A second Trump presidency will not just make all of these problems worse, it could entrench them in ways that will be terribly difficult to undo.

Trump’s administration has shown virtually no capacity for effective management of Covid-19 within America’s borders, let alone for the global leadership Washington has typically exercised in crises of this magnitude. Trump can take credit for changing the national conversation about China more sharply than any president since Richard Nixon — who moved the relationship from containment to engagement, whereas Trump has now done the opposite. But what Beijing seems to realize is that there is little hope for the US to maintain an effective China strategy so long as he is in charge.
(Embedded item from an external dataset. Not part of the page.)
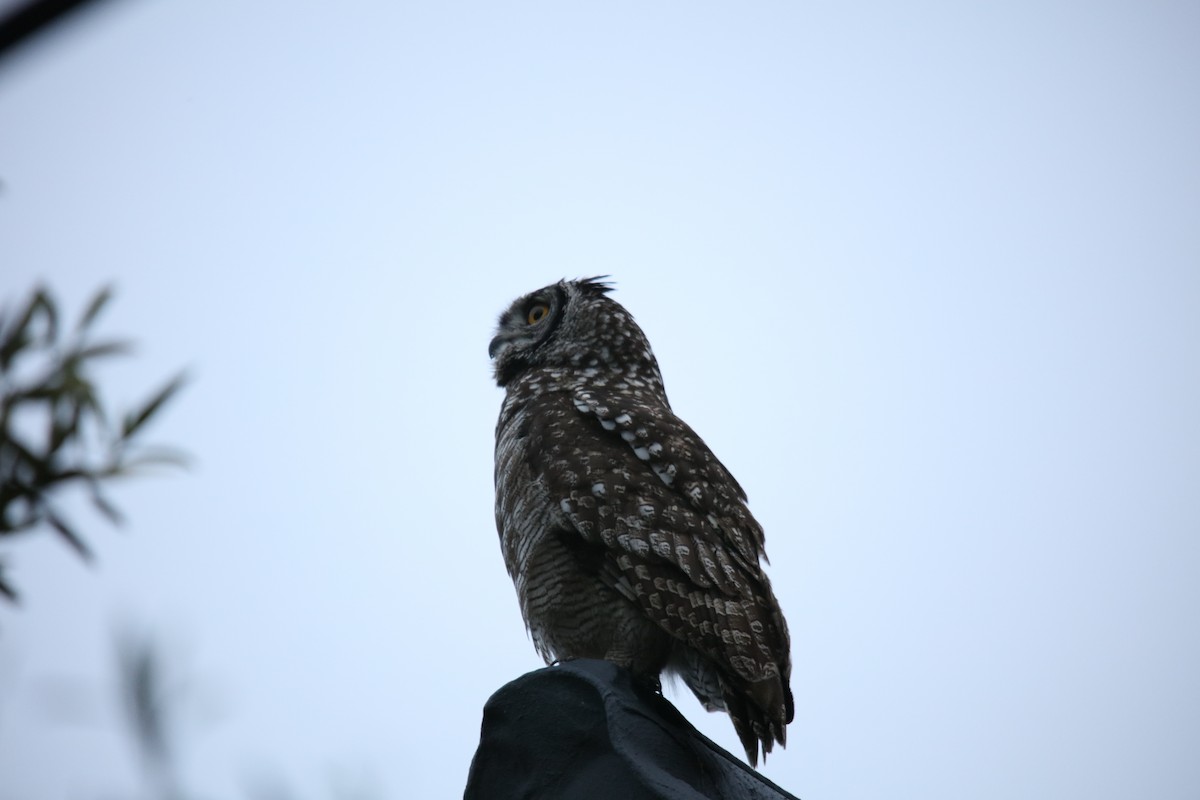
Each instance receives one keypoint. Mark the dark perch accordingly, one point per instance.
(589, 729)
There are two reasons for this. The first is that strategy for a long-term competition with China demands a degree of discipline and steadiness that Trump is manifestly incapable of providing. The second is that another Trump term is sure to further divide and demoralize the coalition of states that will be required to meet this and other dangers to the international order.

Four more years of Trump will place additional pressure on fragile alliances that he has already shown a talent for undermining. Those alliances may not collapse outright, but they will be further hollowed out from within. A second term will also prevent the formation of a united economic front against China: Trump will presumably continue his omnidirectional approach to trade disputes, as the continued erosion of the WTO makes it harder for other nations to hold China to account for its unfair practices.

Meanwhile, Trump will continue to empower the forces of illiberalism within NATO and other US alliances — a development Xi Jinping and Vladimir Putin can only approve of — while pitting “good” allies like Poland against “bad” allies like Germany. And if Bolton’s book is any guide, the US will find it difficult to wage a principled campaign against an aggressive dictatorship as long as its president professes admiration for the system of internment camps China has erected in Xinjiang and looks to Xi for help against his Democratic rivals.

Yes, Trump’s policies are imposing costs on Beijing. But they are also exacting a heavy price — in lost time, weakened unity, needless chaos — on the world Beijing confronts.

In this regard, the most damaging aspect of a second term would be the signal it sends to the world. Every democracy is entitled to a certain amount of electoral lunacy, and most US allies can bring themselves to write off a single Trump term as an aberration. But if Trump is re-elected, then the conclusion must be that America has made a strategic choice — not to relinquish the privileges that come with great power, but to relinquish the responsibility for competent leadership. The US will be telling its closest friends that this — the diplomatic pettiness, the exhausting outrages, the endless policy upheaval — is the best they can expect.

We can’t be certain what a Joe Biden presidency would bring, of course. A new administration would face all the same structural challenges that the current one confronts. But the reason the 2020 election is likely to prove so consequential is that we already know what is on offer from the Trump administration.

“There is a great deal of ruin in a nation,” Adam Smith observed in response to a forecast of Britain’s decline — and perhaps in a great nation’s foreign policy, as well. But there isn’t an infinite amount of ruin that a superpower can inflict on itself and the world it built before the consequences start to become very real, indeed.